EMS: Use Your Common Senses

Aug. 1, 2019
Richard Bossert says a complete assessment can save your patient’s life … and maybe your own, too.

Patient assessment is an essential EMS provider skill that improves with experience and education, but are you wearing blinders? I believe that all EMS providers can improve this process and efficiency by using all bodily senses: sight, hearing, touch, smell and taste. Realizing the importance of this ability will help improve patient outcome and even safety. A provider can tell what’s wrong with a patient and determine how severe they are before you speak to or question the patient, family, friends or bystanders. Doing a complete assessment helps you define a possible diagnosis followed by an appropriate treatment modality.

Some get this concept quickly while others take time to master this ability. It is an essential proficiency that an EMS provider must develop and understand. It will save your patient’s life and maybe even yours, too.

The five senses

Most emergency care providers limit themselves by not using all their senses. They miss subtle signs/symptoms, which could affect one’s findings, leading to an incorrect diagnosis and treatment plan. Tunnel vision can develop due to the horrific nature of an incident or grotesque injury one may encounter. More than 50 percent of your sensory input, sight may pull you in the wrong direction during your assessment process. For example, general systemic cyanosis could make you believe your patient is experiencing severe respiratory compromise, but indeed can be a sign of something different, such as extreme hypothermia or even blood loss.

Hearing what the patient and others tell you is just as important as any visual clues. If your patient describes that they felt and heard something break during a traumatic event, I’ll bet you’ll find a fracture or dislocation. If they tell you they feel like they are going to die, you need to listen and believe them, because it might happen. If a family member or bystander describes to you something other than what you are seeing, you may want to revisit and look again at the not-so-obvious things. Listening to deferential sounds may also help your assessment skills. Careful assessment of breath sounds is a perfect example. Hearing rales, rhonchi, wheezes, or other sounds can distinguish different airway and respiratory diseases or compromise.

Touch is also an important finding and observation. Using protective equipment such as medical gloves can make this process more difficult. Using the back of your arm to feel your patient’s skin to determine their body temperature and the presence or lack of moisture can help you distinguish between several medical issues. Palpating your patient’s body looking for unusual findings or causing them pain can assist in your overall assessment results and conclusions.

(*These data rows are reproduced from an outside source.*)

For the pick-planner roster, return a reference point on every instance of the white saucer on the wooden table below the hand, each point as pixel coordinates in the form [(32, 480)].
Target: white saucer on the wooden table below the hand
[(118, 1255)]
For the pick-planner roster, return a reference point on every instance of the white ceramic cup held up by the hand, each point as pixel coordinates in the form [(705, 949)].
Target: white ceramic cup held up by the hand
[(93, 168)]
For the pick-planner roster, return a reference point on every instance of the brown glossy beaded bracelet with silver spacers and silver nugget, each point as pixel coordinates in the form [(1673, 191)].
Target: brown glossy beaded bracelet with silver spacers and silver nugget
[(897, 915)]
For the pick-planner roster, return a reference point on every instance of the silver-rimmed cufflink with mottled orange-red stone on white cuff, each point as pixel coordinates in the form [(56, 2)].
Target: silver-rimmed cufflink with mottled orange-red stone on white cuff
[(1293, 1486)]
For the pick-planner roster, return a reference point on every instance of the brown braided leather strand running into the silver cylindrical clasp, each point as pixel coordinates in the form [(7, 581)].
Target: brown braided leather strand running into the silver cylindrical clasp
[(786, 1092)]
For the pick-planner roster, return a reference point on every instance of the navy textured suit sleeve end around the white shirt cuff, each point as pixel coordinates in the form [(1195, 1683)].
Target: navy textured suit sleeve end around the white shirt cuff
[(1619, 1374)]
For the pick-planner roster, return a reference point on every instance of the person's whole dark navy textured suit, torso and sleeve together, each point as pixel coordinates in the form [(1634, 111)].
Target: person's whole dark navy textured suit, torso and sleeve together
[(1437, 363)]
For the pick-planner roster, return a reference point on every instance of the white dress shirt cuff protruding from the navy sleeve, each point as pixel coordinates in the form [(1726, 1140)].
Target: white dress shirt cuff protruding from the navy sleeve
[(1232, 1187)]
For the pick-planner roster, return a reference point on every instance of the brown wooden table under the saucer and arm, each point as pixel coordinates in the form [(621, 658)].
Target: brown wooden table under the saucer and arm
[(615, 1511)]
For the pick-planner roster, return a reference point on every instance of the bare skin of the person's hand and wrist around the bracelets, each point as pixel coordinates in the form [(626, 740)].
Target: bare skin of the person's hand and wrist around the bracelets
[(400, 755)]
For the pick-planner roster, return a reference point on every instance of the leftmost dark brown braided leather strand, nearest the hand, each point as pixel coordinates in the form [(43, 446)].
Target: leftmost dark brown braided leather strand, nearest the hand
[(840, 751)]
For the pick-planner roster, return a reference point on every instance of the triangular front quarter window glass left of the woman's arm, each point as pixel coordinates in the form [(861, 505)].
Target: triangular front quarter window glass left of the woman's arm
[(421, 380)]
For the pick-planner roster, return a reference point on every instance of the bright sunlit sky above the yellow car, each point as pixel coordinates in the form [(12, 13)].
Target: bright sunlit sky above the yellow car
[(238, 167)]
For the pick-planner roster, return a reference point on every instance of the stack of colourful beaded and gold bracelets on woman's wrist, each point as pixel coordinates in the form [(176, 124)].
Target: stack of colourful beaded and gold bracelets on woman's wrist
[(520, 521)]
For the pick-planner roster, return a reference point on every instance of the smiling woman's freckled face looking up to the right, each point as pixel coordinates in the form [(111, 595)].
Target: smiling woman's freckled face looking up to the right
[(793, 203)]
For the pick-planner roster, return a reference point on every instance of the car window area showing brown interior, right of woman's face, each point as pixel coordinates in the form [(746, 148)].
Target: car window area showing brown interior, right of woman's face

A smell can be an essential finding that may save your life or your patient’s. You must remember that just because you smell something once and not detect it again doesn’t mean it is not present. Many chemicals can cause olfactory fatigue or deaden your sense of smell. Others, such as carbon monoxide, don’t give off an odor and can asphyxiate and kill you.

Taste is not a common practice in the medical world, and I’m not suggesting you start making it one. But if you perceive a taste, good or bad, it should be noted and its causes determined. Once again, not doing this can be a safety issue that may need mitigation.

Application

Let’s evaluate the following scenarios:

  1. You knock on the door of a residence to gain access. You find an elderly female sitting in the corner of the room having a casual conversation. There are several other people in the room watching a football game.
  2. Approaching a residence, people are outside waving you down. As you exit your ambulance, everyone seems concerned, telling you to hurry. You are directed to an elderly female slumped over in a chair. The TV is on, but no one is watching. The patient is unconscious and appears ashen gray. While you observe a used syringe and uneaten food on a table, you notice an odd odor in the room.

These are different cases where your observations alone will inform you long before you verify through questioning.

Don’t become a practitioner who does routine patient assessments and misses out on other vital clues. Look beyond tunnel vision by using all your senses to evaluate the incident and patient(s). If you believe something is wrong, then you should treat it. If something doesn’t feel right, looks or feels suspicious, smells or tastes funny, re-evaluate. Being an excellent patient advocate will help you assess and correctly treat a patient.